Our new Segment Anything Model 2 (SAM 2) extends these capabilities to video. SAM 2 can segment any object in an image or video, and consistently follow it across all frames of a video in real-time. Existing models have fallen short in enabling this as segmentation in video is significantly more challenging than in images. In videos, objects can move fast, change in appearance and be concealed by other objects or parts of the scene. We solved many of these challenges in building SAM 2.
We believe this research can unlock new possibilities such as easier video editing and generation, and allow new experiences to be created in mixed reality.
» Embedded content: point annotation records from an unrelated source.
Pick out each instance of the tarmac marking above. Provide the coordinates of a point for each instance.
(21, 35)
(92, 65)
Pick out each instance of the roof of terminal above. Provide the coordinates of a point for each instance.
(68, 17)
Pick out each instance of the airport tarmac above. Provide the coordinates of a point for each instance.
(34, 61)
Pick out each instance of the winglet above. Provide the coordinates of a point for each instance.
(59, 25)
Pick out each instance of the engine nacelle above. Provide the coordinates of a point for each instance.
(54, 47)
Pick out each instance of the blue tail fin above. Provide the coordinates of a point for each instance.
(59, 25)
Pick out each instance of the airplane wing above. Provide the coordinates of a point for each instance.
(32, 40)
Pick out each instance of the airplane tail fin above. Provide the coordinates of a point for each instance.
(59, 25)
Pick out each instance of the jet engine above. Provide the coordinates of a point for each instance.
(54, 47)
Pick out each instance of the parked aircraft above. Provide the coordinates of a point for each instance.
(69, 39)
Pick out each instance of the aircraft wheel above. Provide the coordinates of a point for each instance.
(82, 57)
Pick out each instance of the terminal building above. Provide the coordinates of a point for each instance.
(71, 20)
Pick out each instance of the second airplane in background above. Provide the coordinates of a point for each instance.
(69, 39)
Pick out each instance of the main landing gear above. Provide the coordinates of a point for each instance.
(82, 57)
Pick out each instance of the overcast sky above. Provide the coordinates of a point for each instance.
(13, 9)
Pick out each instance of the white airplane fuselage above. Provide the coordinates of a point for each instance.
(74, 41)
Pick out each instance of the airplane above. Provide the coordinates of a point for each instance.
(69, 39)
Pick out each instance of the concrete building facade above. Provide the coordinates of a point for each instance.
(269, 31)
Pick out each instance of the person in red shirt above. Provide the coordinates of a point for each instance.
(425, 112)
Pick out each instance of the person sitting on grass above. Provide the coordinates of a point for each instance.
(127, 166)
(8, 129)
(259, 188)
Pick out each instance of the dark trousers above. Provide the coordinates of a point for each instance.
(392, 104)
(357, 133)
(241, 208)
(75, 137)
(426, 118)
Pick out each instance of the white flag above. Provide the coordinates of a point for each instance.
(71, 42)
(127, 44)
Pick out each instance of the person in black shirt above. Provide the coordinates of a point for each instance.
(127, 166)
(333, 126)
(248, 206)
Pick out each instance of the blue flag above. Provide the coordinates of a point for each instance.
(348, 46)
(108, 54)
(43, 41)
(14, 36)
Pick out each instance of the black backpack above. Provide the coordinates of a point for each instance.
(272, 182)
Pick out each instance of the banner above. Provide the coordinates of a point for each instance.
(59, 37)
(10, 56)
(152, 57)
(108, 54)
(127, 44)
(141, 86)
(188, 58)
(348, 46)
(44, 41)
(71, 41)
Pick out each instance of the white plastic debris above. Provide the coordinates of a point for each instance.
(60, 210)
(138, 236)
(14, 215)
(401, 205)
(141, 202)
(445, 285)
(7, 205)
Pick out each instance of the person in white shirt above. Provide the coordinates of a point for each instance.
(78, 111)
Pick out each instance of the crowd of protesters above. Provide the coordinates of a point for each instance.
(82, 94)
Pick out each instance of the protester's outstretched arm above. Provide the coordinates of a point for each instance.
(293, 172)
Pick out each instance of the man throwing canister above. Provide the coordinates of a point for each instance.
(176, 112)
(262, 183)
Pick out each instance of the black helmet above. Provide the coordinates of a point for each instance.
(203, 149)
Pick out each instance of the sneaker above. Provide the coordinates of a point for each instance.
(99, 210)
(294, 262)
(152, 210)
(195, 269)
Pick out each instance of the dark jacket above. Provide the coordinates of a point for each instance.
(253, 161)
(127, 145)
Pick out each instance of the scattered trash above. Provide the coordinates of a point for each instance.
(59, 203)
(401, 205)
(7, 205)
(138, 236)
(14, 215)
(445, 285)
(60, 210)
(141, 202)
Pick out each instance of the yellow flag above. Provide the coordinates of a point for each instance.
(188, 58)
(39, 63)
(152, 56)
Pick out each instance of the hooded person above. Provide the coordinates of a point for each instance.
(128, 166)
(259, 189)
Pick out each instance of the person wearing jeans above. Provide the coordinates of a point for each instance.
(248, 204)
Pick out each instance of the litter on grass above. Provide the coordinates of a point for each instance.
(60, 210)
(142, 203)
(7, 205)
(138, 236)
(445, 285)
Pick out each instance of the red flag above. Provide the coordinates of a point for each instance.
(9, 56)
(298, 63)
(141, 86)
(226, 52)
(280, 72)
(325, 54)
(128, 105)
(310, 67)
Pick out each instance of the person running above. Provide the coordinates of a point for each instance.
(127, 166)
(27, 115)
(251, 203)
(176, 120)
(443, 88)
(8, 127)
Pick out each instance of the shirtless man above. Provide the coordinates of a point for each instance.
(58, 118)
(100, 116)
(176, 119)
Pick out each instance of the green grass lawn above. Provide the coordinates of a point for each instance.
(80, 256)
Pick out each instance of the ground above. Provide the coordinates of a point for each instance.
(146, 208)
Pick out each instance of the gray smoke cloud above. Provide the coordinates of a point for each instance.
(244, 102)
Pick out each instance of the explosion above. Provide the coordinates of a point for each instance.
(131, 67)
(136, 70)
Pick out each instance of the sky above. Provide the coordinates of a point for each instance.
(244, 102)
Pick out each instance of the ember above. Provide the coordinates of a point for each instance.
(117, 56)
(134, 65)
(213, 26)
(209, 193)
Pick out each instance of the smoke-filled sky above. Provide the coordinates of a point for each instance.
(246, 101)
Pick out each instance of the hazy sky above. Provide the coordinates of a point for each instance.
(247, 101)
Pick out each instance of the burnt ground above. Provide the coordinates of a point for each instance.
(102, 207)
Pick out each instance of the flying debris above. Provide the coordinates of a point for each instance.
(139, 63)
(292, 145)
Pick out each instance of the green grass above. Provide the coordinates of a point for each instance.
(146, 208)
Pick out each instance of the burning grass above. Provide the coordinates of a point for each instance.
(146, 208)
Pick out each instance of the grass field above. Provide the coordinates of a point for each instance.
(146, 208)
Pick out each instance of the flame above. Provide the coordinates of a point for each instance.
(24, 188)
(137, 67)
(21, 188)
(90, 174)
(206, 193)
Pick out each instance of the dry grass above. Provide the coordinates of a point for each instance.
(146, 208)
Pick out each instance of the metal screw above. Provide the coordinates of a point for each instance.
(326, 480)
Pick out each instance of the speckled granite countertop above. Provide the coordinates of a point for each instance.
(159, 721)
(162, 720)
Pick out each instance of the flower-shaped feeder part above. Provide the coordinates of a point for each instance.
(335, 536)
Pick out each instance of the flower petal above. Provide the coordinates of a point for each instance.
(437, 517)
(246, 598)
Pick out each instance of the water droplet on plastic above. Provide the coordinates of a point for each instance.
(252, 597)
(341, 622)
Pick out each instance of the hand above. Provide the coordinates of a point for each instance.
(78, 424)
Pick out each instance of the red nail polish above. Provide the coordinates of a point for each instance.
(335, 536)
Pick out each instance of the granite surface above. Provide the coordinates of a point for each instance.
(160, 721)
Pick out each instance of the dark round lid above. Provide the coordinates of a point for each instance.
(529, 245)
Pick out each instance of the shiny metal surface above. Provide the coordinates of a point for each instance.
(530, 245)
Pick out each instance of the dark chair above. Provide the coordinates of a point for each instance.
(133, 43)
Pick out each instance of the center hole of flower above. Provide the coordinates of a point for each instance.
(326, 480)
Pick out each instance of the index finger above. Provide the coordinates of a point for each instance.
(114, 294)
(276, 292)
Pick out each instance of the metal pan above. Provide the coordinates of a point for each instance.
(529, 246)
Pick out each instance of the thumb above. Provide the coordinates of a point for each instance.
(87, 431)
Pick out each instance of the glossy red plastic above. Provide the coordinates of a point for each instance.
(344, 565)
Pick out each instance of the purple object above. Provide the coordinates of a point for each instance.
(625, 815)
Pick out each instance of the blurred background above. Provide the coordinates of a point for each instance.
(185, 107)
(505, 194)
SAM 2 could also be used to track a target object in a video to aid in faster annotation of visual data for training computer vision systems, including the ones used in autonomous vehicles. It could also enable creative ways of selecting and interacting with objects in real-time or in live videos.
Keeping with our open science approach, we’re sharing our research on SAM 2 so others can explore new capabilities and use cases. We’re excited to see what the AI community does with this research.